There were plenty of directions to go, and the band seemed to toy with any number of them—descent? ascent? lateral? sprawl?—before climbing into "Cryptical Envelopment." It was a wise shift, and so too was the short, instrumental "Dark Star" break, which if drawn out might have landed too easily in the cosmos with so many more stops to hit before the end of the night. No, they had something else in mind besides a deep-space flight, and it was clear after those first familiar, dirge-y chords, that it was "Morning Dew."
I confess I would have loved to hear what Jackie could do with the tune—especially with his choices on "Death Don't" five nights earlier—but Phil's vocals were even and capable. The jam segment crawled—starry interplay, mostly, between Campbell and Molitz—and then came the first rhythmic pulses, and then Molo kicked up the tempo ever so slightly, and then a bit more, and then a few front row dwellers started dancing, and then the whole crowd got it, and the first chorus of "I Know You Rider" finally broke through, the train barreling out of the tunnel as its headlight grew brighter and brighter.
It might have been the place to stop; it would have made the set a little short by the standards of the run but, well, this was a three-set night and we'd already been treated.
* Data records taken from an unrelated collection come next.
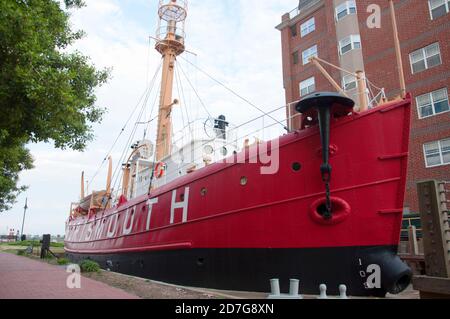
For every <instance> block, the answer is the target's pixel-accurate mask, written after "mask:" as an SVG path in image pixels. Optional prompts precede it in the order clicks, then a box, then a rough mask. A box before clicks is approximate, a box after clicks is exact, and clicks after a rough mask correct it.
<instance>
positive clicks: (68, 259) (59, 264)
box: [58, 258, 70, 266]
mask: <svg viewBox="0 0 450 319" xmlns="http://www.w3.org/2000/svg"><path fill="white" fill-rule="evenodd" d="M68 264H70V260H69V259H67V258H58V265H60V266H64V265H68Z"/></svg>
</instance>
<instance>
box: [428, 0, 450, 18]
mask: <svg viewBox="0 0 450 319" xmlns="http://www.w3.org/2000/svg"><path fill="white" fill-rule="evenodd" d="M443 1H444V3H443V4H441V5H439V6H437V7H434V8H432V7H431V1H430V0H428V1H427V2H428V9H429V10H430V19H431V20H432V21H433V20H435V19H434V18H433V10H434V9H436V8H439V7H440V6H442V5H444V6H445V10H446V11H447V13H449V12H450V0H443ZM439 18H441V17H439ZM439 18H437V19H439Z"/></svg>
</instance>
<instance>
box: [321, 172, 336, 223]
mask: <svg viewBox="0 0 450 319" xmlns="http://www.w3.org/2000/svg"><path fill="white" fill-rule="evenodd" d="M321 172H322V180H323V182H324V183H325V197H326V202H325V208H326V210H325V212H324V214H323V218H324V219H325V220H330V219H331V218H332V209H333V207H332V205H331V190H330V182H331V166H330V164H322V166H321Z"/></svg>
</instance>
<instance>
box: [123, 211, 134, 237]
mask: <svg viewBox="0 0 450 319" xmlns="http://www.w3.org/2000/svg"><path fill="white" fill-rule="evenodd" d="M130 215H131V220H130V224H129V225H128V219H130ZM134 215H135V208H128V209H127V213H126V214H125V219H124V221H123V231H122V234H123V235H129V234H131V232H132V231H133V224H134Z"/></svg>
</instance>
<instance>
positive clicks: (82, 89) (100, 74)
mask: <svg viewBox="0 0 450 319" xmlns="http://www.w3.org/2000/svg"><path fill="white" fill-rule="evenodd" d="M83 5H84V3H83V2H82V1H81V0H65V1H62V2H60V1H56V0H7V1H0V165H1V167H2V172H1V176H0V212H1V211H4V210H7V209H8V208H9V207H10V206H11V204H12V203H14V201H15V199H16V197H17V195H18V194H19V193H20V192H21V191H23V190H24V188H23V187H19V186H18V176H19V173H20V172H21V171H23V170H25V169H31V168H32V157H31V155H30V153H29V151H28V150H27V149H26V144H27V143H30V142H33V143H37V142H50V141H52V142H53V143H54V145H55V147H56V148H60V149H66V148H70V149H73V150H78V151H82V150H84V149H85V147H86V144H87V143H88V142H89V141H91V140H92V139H93V134H92V125H93V124H94V123H99V122H100V121H101V119H102V115H103V114H104V111H105V110H104V109H103V108H99V107H98V106H96V104H95V102H96V96H95V89H96V88H97V87H99V86H101V85H102V84H104V83H106V81H107V79H108V76H109V72H108V70H97V69H96V68H95V67H94V66H93V65H92V64H90V61H89V59H88V58H87V57H86V56H84V55H82V54H81V53H80V52H78V51H72V52H69V50H68V48H69V47H70V45H71V44H73V43H74V42H75V41H76V40H78V39H80V38H81V37H82V36H83V35H84V33H83V32H82V31H73V30H72V29H71V26H70V21H69V19H70V10H72V9H77V8H81V7H82V6H83Z"/></svg>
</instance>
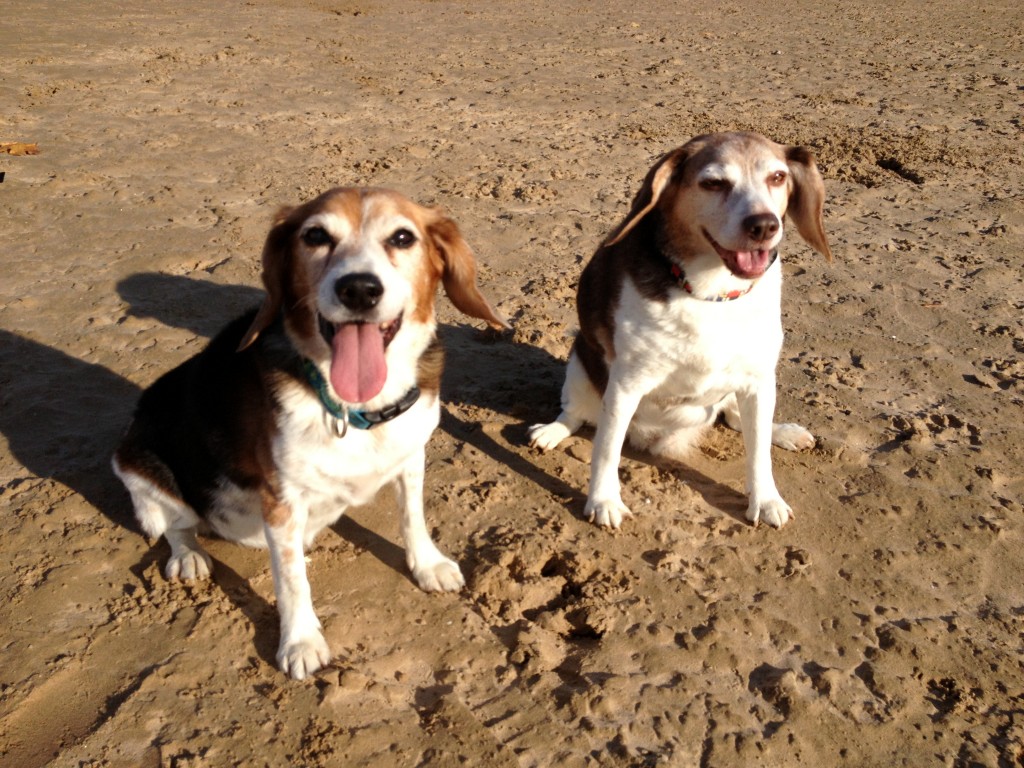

But as "Rider" chugged to its final station stop, Lesh looked to Molo and suddenly let the bottom drop outsuddenly in the swirling, rubbery groove of "The Other One."
In the audience, in the front floor section, it was like dropping from a hang-glider ride in the sky into a raging ocean. The buildup continued until Phil finally dropped a capital-B Bomb to officially announce the song and proceed toward its first verse. Like 11/6, the band toyed with the rhythms and jammed hard in the melodic playground, and it seemed as though another split version was in the works. But this time, they veered back toward that churning melody, and wrapped things up with a tidier presentation, recounting "Cryptical" and the "Dark Star" instrumental, and gradually sloping toward major keys that, within about five minutes of transition, yielded the candied opening hook of "Sugar Magnolia." The crowd was going batshit, and rocked forward collectively when another big melody drop cued the "Sunshine Daydream" suffix.
A heavy encore choice ("Unbroken Chain") opened up into a tentative jam that suggested it wouldn't be the last song, and that the band would either go the playful, rollicking route (a la "Not Fade Away" or "Johnny B. Goode"), or stay heavy, meaning "Brokedown" was the choice. The hymn-like, communal spirit that had held the theater during "Ripple" returned. And a beautiful night was complete.
The old hippie standing next to me for much of the show yelled "Thank you, Phil!" and put his arms around passersby whether they liked it or not. His expression—-a mix of satisfaction, drunken mindlessness and the bittersweet taste of everything being over and done with—said it all.